Today it was open, ready for occupancy and that was cause for celebration.
Most of those in attendance today had a role in making this happen. Local residents, businesses, city leaders brought together by the non-profit Community Foundation of Western Nevada.
When it was still in the talking stages, few of us knew quite what it would look like, but these manufactured housing units brought from a Wyoming mine suited the need nicely.
"We had to some extensive modifications for ADA (American Disabilities Act) and fire, but other than that we didn't need to change the structure of any of the buildings," says Chris Askin, President of the foundation . "It sped things up a great deal."
With speeches over, many took the opportunity to tour what they'd helped bring about--216 units, simple, but well appointed, each with TV and microwave. Communal restrooms, common areas, a store and dining hall, comfortable, secure living for just $400 dollars a month.
It's aimed at a slice of the local population--those making between $1,320 and $2,735 a mont--who have increasingly been priced out of the housing market.
They include those working low income jobs at local casinos and restaurants, warehouses, those on Social Security, perhaps sitting out a long wait on a list for housing elsewhere in the community. They'll have a place here, but, Askin says, as they move in they'll also make room on for others elsewhere.

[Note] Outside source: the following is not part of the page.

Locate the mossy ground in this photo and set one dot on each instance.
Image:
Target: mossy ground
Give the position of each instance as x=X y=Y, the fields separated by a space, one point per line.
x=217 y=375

"Some of those people who have been working who are somewhat self-sufficient, but can't afford rent in this town as they move here it actually opens up space in other places in town for other people."
The project with landscaping and security fencing came in for about $9 million dollars. Six million has been raised so far. Efforts to raise the rest is continuing, but the operation of the Village is expected to be self-sustaining through rent receipts.